日々の音色とことば

usual tones and words

2010年の音楽シーン(2)/情報の処理速度について

twitterでは何度も繰り返し書いてきたことだけれど、2010年の音楽シーンにおいて顕著だったのは、さまざまな立場のさまざまなミュージシャンが「情報の消費スピードが上がっていること」に向きあって表現活動をしていることだった。僕がインタビューしてきた中でも、必然的に何人もそのテーマでの語り合いになった。

既にいろんなところに書いたけれど、細切れの情報が圧倒的な速度で消費されるようになった今のカルチャーの現状に対して、多くのミュージシャンはカウンターとしての表現を行っている
http://twitter.com/#!/shiba710/status/23158741309

ブンブンサテライツがじっくりと向きあって聴く大作を作り上げたのも、KREVAが「閉塞感」をキーにしてそれを打ち破ろうとリリックを書いているのも、2010年の時代の空気への必然的な対応だと僕は思っている。
http://twitter.com/#!/shiba710/status/23159024705

逆に言うと、OKAMOTO'Sや神聖かまってちゃんは、情報消費のスピードが圧倒的に上がっていることを前提に自分の表現を打ち出しているわけで。単なる世代や年齢の差じゃなくて時代が変わったことを背景に「新世代」の人達が脚光を浴びているという事実がある。
http://twitter.com/#!/shiba710/status/23159318707

他にも、ビークルのヒダカさんや、サカナクションの山口くんや、オレンジレンジのNAOTOくんや、ミイラズの畠山くんや、いろんな人と「今という時代に、音楽はどういう表現であるべき、ミュージシャンはどういうスタンスでいるべきか」というテーマでの話をした。立場はいろいろだし、どういうスタンスを取っているかも人それぞれだけれど、「変化が起こっている」という認識においては皆一様だった。

僕自身のスタンスは、最近では少し変わってきている。

今年の前半は、正直言うと「つらいなあ」という感じだった。「右を見ても左を見ても閉塞感しか感じられないなあ」という感覚だった。情報は明らかにジャンク化している。質よりスピード。内容よりもアクセス数。特にネットメディアを見ているとそれを実感する。音楽もそういう波に飲み込まれてジャンクなものに埋め尽くされるのかなあと思うと、ちょっとやるせない気持ちにもなった。話題はそれるけれど、テレビもそうだよなあと思う。特に海老蔵関連のワイドショーとか、味のしなくなったガムを繰り返し繰り返し噛み続け、吐き出してはまた拾って噛み続けるような気持ち悪さがある。

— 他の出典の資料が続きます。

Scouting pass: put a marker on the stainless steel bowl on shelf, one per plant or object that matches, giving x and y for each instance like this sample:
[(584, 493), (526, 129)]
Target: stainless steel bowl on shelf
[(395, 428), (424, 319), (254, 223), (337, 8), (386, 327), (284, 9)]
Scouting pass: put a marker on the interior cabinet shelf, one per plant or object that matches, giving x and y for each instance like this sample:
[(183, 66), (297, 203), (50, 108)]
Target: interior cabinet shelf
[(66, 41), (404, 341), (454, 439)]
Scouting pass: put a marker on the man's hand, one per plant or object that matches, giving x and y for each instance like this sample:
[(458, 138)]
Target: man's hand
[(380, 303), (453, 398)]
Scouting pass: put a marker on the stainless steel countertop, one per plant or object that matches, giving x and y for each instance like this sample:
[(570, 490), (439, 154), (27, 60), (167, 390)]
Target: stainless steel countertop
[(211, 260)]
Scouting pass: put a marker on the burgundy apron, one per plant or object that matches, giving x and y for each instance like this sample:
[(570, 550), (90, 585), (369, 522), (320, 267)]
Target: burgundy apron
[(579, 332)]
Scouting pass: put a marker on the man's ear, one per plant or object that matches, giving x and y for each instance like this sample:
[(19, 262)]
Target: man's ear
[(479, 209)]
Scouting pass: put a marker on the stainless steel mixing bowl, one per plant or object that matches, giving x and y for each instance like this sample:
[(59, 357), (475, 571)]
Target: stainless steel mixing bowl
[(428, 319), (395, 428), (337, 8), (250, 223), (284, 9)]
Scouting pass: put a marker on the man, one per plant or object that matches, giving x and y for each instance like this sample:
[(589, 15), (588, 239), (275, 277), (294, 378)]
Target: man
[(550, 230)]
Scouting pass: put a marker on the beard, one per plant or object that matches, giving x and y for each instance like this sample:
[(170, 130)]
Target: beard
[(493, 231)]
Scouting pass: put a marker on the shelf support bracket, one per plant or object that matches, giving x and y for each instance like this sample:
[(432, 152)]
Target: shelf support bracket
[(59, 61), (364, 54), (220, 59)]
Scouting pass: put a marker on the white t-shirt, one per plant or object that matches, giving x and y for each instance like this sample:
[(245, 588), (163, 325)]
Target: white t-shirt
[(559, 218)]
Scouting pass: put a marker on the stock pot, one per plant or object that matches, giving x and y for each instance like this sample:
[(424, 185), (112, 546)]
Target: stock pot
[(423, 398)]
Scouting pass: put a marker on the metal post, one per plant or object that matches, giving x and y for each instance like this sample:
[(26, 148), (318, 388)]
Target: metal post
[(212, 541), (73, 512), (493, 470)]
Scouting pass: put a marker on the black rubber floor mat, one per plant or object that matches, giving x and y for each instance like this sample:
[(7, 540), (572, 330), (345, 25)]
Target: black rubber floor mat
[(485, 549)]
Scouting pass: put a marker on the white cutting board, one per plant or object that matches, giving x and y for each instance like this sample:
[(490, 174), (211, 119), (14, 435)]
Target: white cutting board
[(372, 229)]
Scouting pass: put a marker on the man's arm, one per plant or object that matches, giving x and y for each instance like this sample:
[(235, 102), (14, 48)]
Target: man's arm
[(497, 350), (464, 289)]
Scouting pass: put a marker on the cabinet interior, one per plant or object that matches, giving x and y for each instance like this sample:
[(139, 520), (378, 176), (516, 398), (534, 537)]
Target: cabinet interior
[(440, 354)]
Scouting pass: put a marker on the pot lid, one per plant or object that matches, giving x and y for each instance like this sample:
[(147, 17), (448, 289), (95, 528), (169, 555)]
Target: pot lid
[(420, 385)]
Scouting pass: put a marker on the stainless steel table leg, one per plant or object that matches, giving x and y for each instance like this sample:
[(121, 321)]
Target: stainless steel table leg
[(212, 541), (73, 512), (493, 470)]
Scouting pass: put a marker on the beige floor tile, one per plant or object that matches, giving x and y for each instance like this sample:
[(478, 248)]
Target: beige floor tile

でも、どうやら音楽に関しては、ジャンクなものにならなそうな気がしている。特に日本のロックのシーンを見ていると、どんどん切実で突き刺さる音楽が出てきている。もしくは消費される速度を前提にしたスピード感のあるものが出てきている。オリコンのシングルチャートはもうなんだかよくわからないものになっているけれど、そことは別のところでいろんなものが生まれている。というか、あれはもう、指標としての意味も、もうほとんど失っているだろう。CDが売れない、音楽業界の先行きが見えない、というテーマでも今年何度か記事を書いたけれど、現場ではもうそれは「前提」になっている。そこをスタートにした、身軽なコミュニケーションが模索されている。

向かい風はキツイけど、そういう時代だってこった、って思うようにしている。